First, there was Angus Browne, private detective who specialized in marital cases. He was undoubtedly spying on Floyd Hudson and Natalie at the Play-Mor Club. He knew from Mrs. Morgan’s description of the shabby little man who claimed to be an officer that it was Browne who initialed A. B. on the letters. Another of the trio was Timothy Rourke.
Rourke had undoubtedly said something to Natalie in the game room that frightened her and sent her running away in panic. There was certainly a tie-up between the maid and two of the men who had discovered the letters.
Shayne sat down and clasped his hands behind his head and gave his thoughts over to pure speculation. Assuming for the moment that Christine was telling the truth, who had planted the letters and for what purpose? Blackmail? Or had Morrison engineered the plot because he was madly in love with Christine and determined to wreck her marriage?

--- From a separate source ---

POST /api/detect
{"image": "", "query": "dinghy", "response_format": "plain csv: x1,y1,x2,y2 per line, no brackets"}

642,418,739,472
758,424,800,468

Again he went over every detail of the case thus far, but none of it made sense. He ground his teeth together angrily, got up and went to the phone and asked the clerk to send up the early edition of the
Miami News.
When a boy brought the paper he skimmed over the front page story of Natalie Briggs’s death. There was a photograph of her body being pulled out of the Bay, and another full-face shot of the girl. Neither the Floyd Hudson nor the Play-Mor angle was mentioned. Painter hadn’t given the paper much of a story, though he had allowed them to mention the probability that she had been killed at the back door of the Hudson home and her body consigned to the Bay at that point.
He dropped the paper and called Timothy Rourke’s apartment on the Beach. Since recovering from his bullet wounds, Rourke hadn’t returned to his job on the paper, but was doing a few free-lance things at space rates for the local papers while he worked on his novel.
When Rourke didn’t answer his phone, Shayne looked up the Angus Browne detective agency and called the number. Again, there was no answer. He then called Information and asked if Victor Morrison had a telephone.
He was given a number and he called it. A maid answered and told him that Mr. Morrison had gone fishing that morning and wasn’t expected back until about 1:30. Shayne asked for the Morrisons’ address, and the girl gave it to him. He thanked her, hung up, and went out to lunch before calling on Victor Morrison.